IEEE/ACM International Symposium on Microarchitecture (MICRO) |

Organized by IEEE

Decision tree ensembles are among the most commonly used machine learning models. These models are used in a wide range of applications and are deployed at scale. Decision tree ensemble inference is usually performed with libraries such as XGBoost, LightGBM, and Sklearn. These libraries incorporate a fixed set of optimizations for the hardware targets they support. However, maintaining these optimizations is prohibitively expensive with the evolution of hardware.
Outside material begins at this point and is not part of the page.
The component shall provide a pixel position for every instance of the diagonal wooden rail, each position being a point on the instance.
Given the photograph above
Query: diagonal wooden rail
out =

Further, they do not specialize the inference code to the model being used, leaving significant performance on the table. This paper presents TREEBEARD, an optimizing compiler that progressively lowers the inference computation to optimized CPU code through multiple intermediate abstractions. By applying model-specific optimizations at the higher levels, tree walk optimizations at the middle level, and machine-specific optimizations lower down, TREEBEARD can specialize inference code for each model on each supported CPU target. TREEBEARD combines several novel optimizations at various abstraction levels to mitigate architectural bottlenecks and enable SIMD vectorization of tree walks. We implement TREEBEARD using the MLIR compiler infrastructure and demonstrate its utility by evaluating it on a diverse set of benchmarks. TREEBEARD is significantly faster than state-of-the-art systems, XGBoost, Treelite and Hummingbird, by 2.6×, 4.7× and 5.4× respectively in a single-core execution setting, and by 2.3×, 2.7× and 14× respectively in multi-core settings.